A enxertia permite multiplicar uma variedade, preservar plantas antigas ou raras e combinar uma floração ou frutificação de qualidade com raízes mais vigorosas. Logo, é uma técnica utilizada em árvores de fruto, citrinos, videiras, roseiras, camélias, áceres e muitas outras plantas. Conheça os principais tipos, descubra em que época se realizam e saiba qual é o método mais adequado para cada situação.
O que é?
A enxertia é uma técnica de multiplicação vegetativa que consiste em unir partes de duas plantas compatíveis para que passem a desenvolver-se como uma única planta.
A planta que fornece o sistema radicular e a parte inferior do caule chama-se porta-enxerto, também conhecido como cavalo. Sobre ele é colocada uma parte da planta que se pretende multiplicar. Essa parte pode ser:
- Um pequeno segmento de ramo com vários gomos, chamado garfo.
- Um único gomo acompanhado por uma pequena porção de casca ou madeira, chamado borbulha.
Depois de a união cicatrizar, o porta-enxerto continua a fornecer água e nutrientes, enquanto o garfo ou a borbulha dão origem à parte aérea da nova planta. A enxertia junta, portanto, as qualidades de duas plantas distintas: uma variedade escolhida pelas flores, frutos, forma ou folhagem e um porta-enxerto selecionado pelo vigor, resistência ou adaptação às condições de cultivo.

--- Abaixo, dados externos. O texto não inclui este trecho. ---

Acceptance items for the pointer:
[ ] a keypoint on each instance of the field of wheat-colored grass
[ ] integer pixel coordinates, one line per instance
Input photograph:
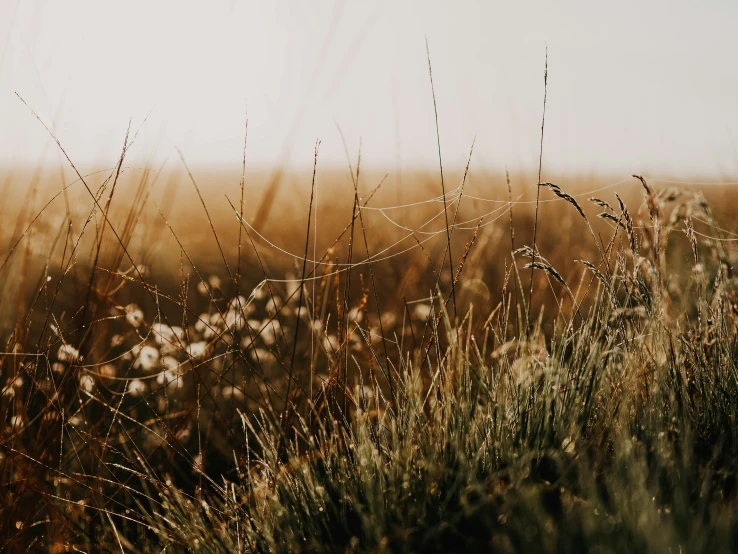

A planta enxertada é uma planta híbrida?
Não. A enxertia não é um cruzamento nem dá origem a uma variedade geneticamente intermédia entre as duas plantas.
A parte aérea mantém as características da planta de onde foi retirado o garfo ou a borbulha. Ou seja, uma camélia enxertada conserva a cor, a forma e as características das flores da variedade original. Da mesma forma, uma macieira enxertada produz os frutos próprios da variedade que forneceu o garfo.
O porta-enxerto pode, contudo, influenciar o comportamento da planta. Assim, dependendo da espécie e da combinação utilizada, pode interferir no vigor, no tamanho final, na adaptação ao solo, na tolerância a determinadas doenças e na rapidez com que a planta entra em produção.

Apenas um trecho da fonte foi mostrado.